Parallel & Concurrent Programming (with Java)

9 min readJul 10, 2022

In these series of posts we will be looking at how to implement parallel and concurrent algorithms using different programming languages such as Java, Python, Go and Haskell. There’s no particular reason why I chose these 4 languages, well maybe except for Haskell (I love Haskell).

In this post we explore concurrency with Java.

We will look into 2 different problems:

A simple Wikipedia crawler — Crawls wiki pages up to a depth of 3.
Multithreaded Merge Sort.

Before diving into the approaches, let’s make it clear the difference between parallel and concurrent programming.

In concurrent programming, multiple tasks are executed in an interleaving fashion. For e.g. with a single CPU core we can run only a single process at a time but we can run one or more threads. But having more than one thread does not necessarily mean that the tasks are executed in parallel.

At any given time only one thread is active.

Multithreading (on a single CPU core) is Concurrent.

In parallel programming, tasks leverage multiple CPU cores to run multiple tasks in parallel. If there are N cores, then we can create N separate processes and then each process can execute one task. Thus at any given time N tasks are being executed in parallel.

Multiprocessing is Parallel.

In Java, although it runs on only a single JVM process, but it can create multiple threads across multiple CPU cores (from Java 7 onwards).

Scheduling 4 tasks on 2 CPUs, each CPU schedules 2 tasks in 2 different threads.

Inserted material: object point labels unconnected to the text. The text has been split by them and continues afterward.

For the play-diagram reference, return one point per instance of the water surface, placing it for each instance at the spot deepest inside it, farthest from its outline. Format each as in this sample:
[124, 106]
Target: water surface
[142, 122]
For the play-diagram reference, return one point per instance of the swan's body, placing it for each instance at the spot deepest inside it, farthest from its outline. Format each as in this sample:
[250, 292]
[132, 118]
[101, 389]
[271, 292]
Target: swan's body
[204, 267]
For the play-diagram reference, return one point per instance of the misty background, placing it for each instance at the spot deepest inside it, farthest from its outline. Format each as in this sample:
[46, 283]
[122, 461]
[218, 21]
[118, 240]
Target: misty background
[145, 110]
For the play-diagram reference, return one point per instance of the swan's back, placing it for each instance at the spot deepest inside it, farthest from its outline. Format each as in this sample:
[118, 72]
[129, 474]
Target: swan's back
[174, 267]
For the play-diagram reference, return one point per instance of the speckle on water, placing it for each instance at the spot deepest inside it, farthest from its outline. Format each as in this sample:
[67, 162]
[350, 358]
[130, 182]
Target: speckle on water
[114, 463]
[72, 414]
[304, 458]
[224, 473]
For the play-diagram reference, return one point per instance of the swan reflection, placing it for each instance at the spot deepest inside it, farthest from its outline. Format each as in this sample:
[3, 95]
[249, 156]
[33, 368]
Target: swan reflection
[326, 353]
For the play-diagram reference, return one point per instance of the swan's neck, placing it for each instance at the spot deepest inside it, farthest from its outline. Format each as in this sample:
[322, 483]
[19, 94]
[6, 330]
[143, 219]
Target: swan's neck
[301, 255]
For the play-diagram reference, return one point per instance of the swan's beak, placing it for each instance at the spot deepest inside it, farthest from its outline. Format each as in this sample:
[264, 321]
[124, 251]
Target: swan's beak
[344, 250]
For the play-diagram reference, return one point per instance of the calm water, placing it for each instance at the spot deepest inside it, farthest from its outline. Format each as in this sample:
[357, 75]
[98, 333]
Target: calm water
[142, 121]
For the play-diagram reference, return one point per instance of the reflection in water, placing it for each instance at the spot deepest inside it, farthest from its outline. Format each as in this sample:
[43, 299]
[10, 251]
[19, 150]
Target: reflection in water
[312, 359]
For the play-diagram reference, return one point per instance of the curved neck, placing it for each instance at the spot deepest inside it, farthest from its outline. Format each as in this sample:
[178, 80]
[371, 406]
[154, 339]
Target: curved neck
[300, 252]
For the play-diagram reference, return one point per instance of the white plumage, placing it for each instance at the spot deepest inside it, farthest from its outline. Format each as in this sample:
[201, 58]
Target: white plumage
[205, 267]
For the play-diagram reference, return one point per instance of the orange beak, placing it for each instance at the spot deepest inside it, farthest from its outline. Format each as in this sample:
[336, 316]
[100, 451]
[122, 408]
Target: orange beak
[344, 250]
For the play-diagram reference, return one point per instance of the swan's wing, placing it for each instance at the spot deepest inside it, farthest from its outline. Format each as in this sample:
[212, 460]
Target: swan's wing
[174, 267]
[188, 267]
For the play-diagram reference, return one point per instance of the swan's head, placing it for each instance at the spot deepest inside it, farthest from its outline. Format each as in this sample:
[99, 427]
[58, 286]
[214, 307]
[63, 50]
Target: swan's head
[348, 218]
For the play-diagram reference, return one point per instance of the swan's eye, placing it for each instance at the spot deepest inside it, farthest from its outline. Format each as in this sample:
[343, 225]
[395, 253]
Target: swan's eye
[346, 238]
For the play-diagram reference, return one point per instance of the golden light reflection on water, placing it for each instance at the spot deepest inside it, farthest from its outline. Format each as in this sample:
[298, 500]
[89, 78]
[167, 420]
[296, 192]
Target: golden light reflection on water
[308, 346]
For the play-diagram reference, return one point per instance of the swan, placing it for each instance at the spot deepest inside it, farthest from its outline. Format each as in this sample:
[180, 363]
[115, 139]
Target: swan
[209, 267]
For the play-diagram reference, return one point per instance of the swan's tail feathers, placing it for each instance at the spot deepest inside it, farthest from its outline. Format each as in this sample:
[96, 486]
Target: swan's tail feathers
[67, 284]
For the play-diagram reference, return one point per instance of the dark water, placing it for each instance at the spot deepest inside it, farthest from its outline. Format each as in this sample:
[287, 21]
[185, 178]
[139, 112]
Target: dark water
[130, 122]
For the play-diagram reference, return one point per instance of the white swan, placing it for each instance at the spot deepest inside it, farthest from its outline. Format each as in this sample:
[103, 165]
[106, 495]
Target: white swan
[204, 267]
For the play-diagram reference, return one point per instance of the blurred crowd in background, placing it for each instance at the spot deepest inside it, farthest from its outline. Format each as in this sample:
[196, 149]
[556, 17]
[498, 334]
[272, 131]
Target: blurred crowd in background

Task 1 and 2 are executed concurrently similarly Task 3 and 4 are executed concurrently whereas Task 1 and 3 or 1 and 4 or 2 and 3 or 2 and 4 are executed parallely.

In Java, multiple threads can be created across multiple cores but not in Python due to the Global Interpreter Lock. Thus in Java multi-threading is more useful as it executes tasks in parallel similar to multiprocessing but all threads shares the same memory address and has lower overhead of creating and destroying threads as compared to a process but in Python multiprocessing is more useful if we want to leverage parallel programming.

But if we have more threads than number of CPU cores, JVM will run some of them concurrently instead of in parallel.

The 2 important differences b/w Thread and a Process are:

Threads share the same address space in memory whereas Processes have individual address spaces. Thus memory consumption is more in multiprocessing as each process duplicates the objects in its own address space.
Multithreading is good for I/O bound tasks such as reading files from disk, downloading from internet etc. whereas multiprocessing is good for CPU bound tasks such as sorting, searching etc.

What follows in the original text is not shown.